Agile V: Claude skills for verifiable software engineering
A GitHub repository proposes turning AI agents into verifiable engineering systems using reusable skills for Claude. We examine what it offers and who benefits.
Two points on Hacker News and zero comments. That's how discretely Agile V arrived on the public radar last Tuesday. Yet the repository raises a question that has been circulating for months among any team that has tried to put AI agents into production: how do you make an agent do what it promised, consistently and auditably?
The proposal is neither a new framework nor a SaaS platform. It's a set of skills for Claude—reusable packages of instructions and context—organized around what its authors call "verifiable engineering": the idea that every step an agent executes must be traceable, validatable, and repeatable.
What the repository contains
The project structures its skills around recognizable phases of the software development lifecycle: requirements analysis, design, implementation, code review, and testing. Each skill acts as a capsule of behavior that Claude invokes on demand from Claude Code, without needing to repeat instructions in each session.
The logic is straightforward: instead of writing a long prompt at the start of each task, the developer calls the corresponding skill and Claude knows exactly which criteria to apply, what output format to produce, and what checks to run before marking the task complete. It's essentially an attempt to bring something resembling quality control from industrial processes into work with agents.
The repository also includes references to hooks—shell commands that fire on Claude Code lifecycle events like `PreToolUse` or `PostToolUse`—to log what the agent did at each step. That's what the authors mean by "verifiable": not only that the result is correct, but that the process is documented.
Why this approach matters
The problem that Agile V tries to solve is real and everyday for any team using Claude Code on non-trivial projects. AI agents make errors non-deterministically: sometimes they follow instructions to the letter, sometimes they interpret them creatively. That variability is tolerable for low-risk tasks; in a CI/CD pipeline or in code generation that goes straight to production, it isn't.

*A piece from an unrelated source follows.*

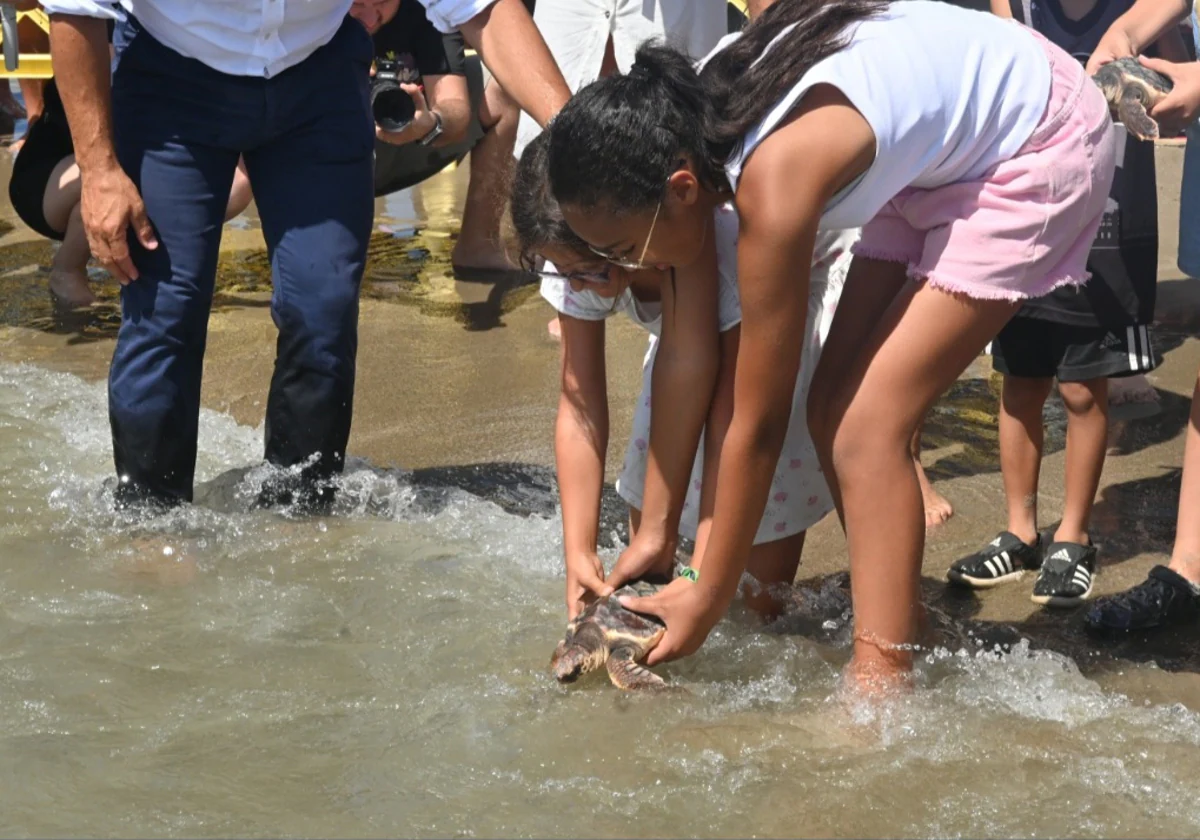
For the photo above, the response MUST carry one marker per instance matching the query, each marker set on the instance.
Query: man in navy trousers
(285, 84)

The usual response has been to write longer instructions or add layers of human review. Agile V bets on a third way: encode expected behavior in auditable skills that can be versioned, shared across teams, and updated centrally. If the skill changes, all agents using it change with it.

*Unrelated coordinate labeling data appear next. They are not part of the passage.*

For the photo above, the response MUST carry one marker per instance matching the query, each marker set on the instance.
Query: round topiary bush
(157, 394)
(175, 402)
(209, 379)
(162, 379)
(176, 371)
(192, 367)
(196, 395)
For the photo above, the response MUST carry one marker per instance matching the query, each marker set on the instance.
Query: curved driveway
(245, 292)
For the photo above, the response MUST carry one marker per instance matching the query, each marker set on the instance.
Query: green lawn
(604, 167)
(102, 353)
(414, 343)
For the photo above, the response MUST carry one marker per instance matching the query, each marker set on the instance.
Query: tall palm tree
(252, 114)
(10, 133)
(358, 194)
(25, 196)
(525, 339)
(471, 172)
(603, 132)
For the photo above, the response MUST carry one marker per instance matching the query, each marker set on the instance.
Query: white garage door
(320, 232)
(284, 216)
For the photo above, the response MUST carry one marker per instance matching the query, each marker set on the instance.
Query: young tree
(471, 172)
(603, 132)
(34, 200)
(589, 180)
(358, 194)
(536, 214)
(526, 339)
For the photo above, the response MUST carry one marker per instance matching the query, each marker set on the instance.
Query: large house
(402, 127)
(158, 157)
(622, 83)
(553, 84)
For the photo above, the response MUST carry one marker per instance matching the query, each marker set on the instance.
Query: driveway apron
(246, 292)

It's not a new idea—structured workflows for LLMs have been discussed in the community for some time—but the fact that it's implemented directly on Claude Code's skills system gives it a practical advantage: it requires no additional infrastructure or custom wrappers.
Who this makes sense for
This tool isn't designed for occasional Claude users. Its natural audience is engineering teams who already have Claude Code integrated into their workflow and have run into the consistency problem: the agent works well in the demo, poorly in production.
It may also interest consultancies or studios like ours that build custom agents: having a catalog of verified skills is a way to guarantee predictable behavior without rewriting instructions project to project.
What it doesn't offer—at least in its current state—is integration with external MCP servers or an orchestration layer between sub-agents. It's a deliberately modest proposal: well-defined skills, hooks for traceability, nothing more.
Context and caveats
The repository just appeared and has minimal community activity. There's no extensive documentation, no documented use cases with metrics, and nothing is known about the team behind it. Discussion on Hacker News hasn't started yet, which makes it hard to assess real reception.
That doesn't invalidate it, but it does require taking it for what it is: an early-stage technical proposal, not a mature product.
From our perspective, it seems a reasonable direction. Agent verifiability is one of the most concrete unsolved problems in the Claude ecosystem, and attacking it from the skills layer—rather than building parallel infrastructure—is a pragmatic bet. If the project gains traction and documents real results, it will deserve attention.